Was this an attempt to convince herself, a way of relieving the incredible pressure? In 2019, Shiffrin won the over-all title, and became the first skier in history to finish at the top of the standings in the slalom, giant slalom, and Super G. In twenty-nine races, she made the podium twenty-four times, and she had a record seventeen World Cup victories. She was poised to surpass Vonn as the greatest skier in history. Then her father died in an accident. The world shut down for COVID. In interviews, she talked about her self-doubts, her desire to speak out on social issues, her willingness to leave behind the perfect image she’d curated on Instagram. The pressure to ski perfectly, perhaps, was harder to shake, as was her grief. She went into the Beijing Olympics as one of the most hyped American athletes in competition, planning on entering six events. But she crashed in three of six races, and didn’t medal once—by her standards, a catastrophe. Afterward, she talked about the overwhelming expectations and described a “mind-body disconnect.”
She talked to reporters about measuring success independent of podium results, about mental health and persistent doubts, and about the unending process of grieving for her dad. She made herself a poster child for saying it’s O.K. to fail—sort of. The following January, she passed Vonn with her eighty-third World Cup title, and in March she won her eighty-seventh, breaking Stenmark’s record.
After retiring, Vonn walked with a limp. Her knees were a mess—particularly her right knee, which was more or less a tangle of scar tissue and cartilage. In 2024, she got a partial knee replacement, titanium implants that resurfaced the outer part, while leaving her core ligaments intact. It worked. Once she recovered, she was pain-free. And so, she decided to come back to skiing.
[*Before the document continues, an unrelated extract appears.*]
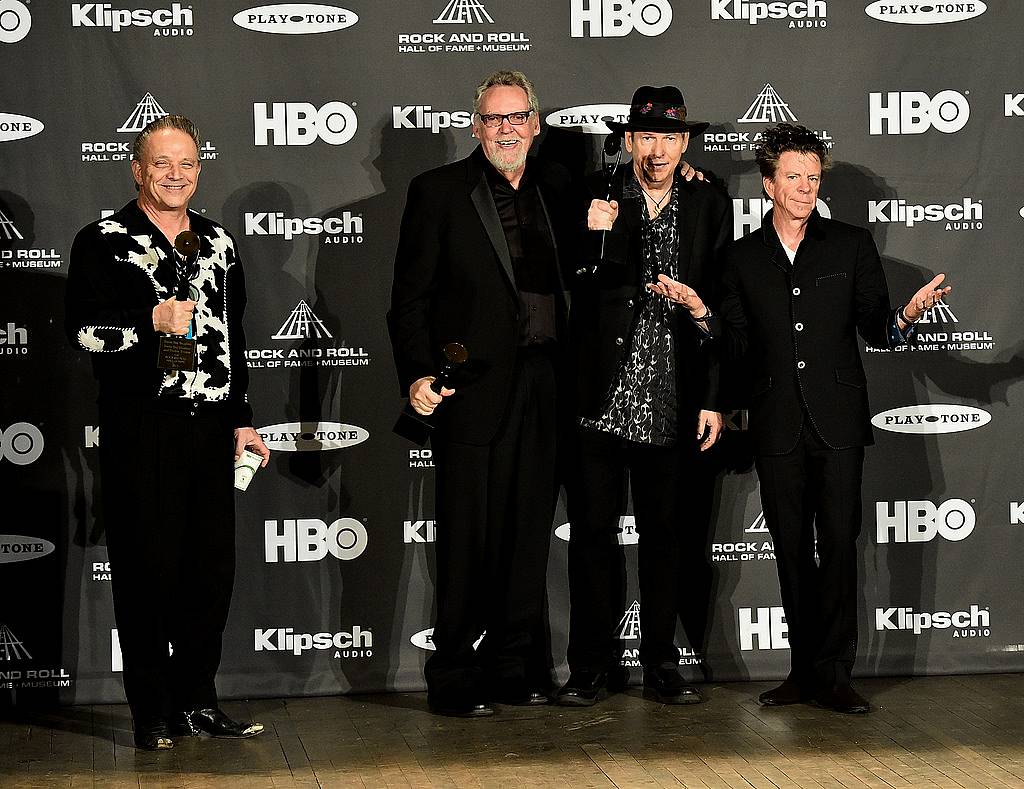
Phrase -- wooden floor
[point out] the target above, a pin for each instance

She returned that November. It was hard to guess what would happen: no one had tried to do what she was doing before. She was forty years old. She had been retired for five years. She had a partially replaced knee. Just being on skis in World Cup races made the comeback, in some respects, an unfathomable success. But Vonn has never been one for participation trophies. She persuaded an old friend, the Norwegian skier Aksel Lund Svindal—a two-time Olympic gold medallist and five-time world champion—to be her coach. In the off-season, she packed on muscle. Free of pain, she was finally liberated to train at length, and to toy with her equipment and refine her technique. She talked about being in as good a shape as she had ever been, of skiing fast and calmly instead of desperately. And it wasn’t just talk. In December, she won the first World Cup downhill race of the season—and then won another. She made it onto five consecutive podiums. With the Olympics approaching, she was one of the favorites.
Shiffrin, meanwhile, was pursuing her own comeback. She crashed in Killington at the end of November, 2024, in a giant-slalom race, and something, probably the tip of a gate, pierced her abdomen, nearly puncturing her colon and ripping through her core. She had to relearn how to use her stomach muscles as they reknit together—an experience she described to the Athletic as “grueling.” But she saw an upside: as she rebuilt her obliques, she learned how to engage her muscles and move her torso correctly, without compensating for weaknesses. Skiing is not the only thing that should be done with proper technique.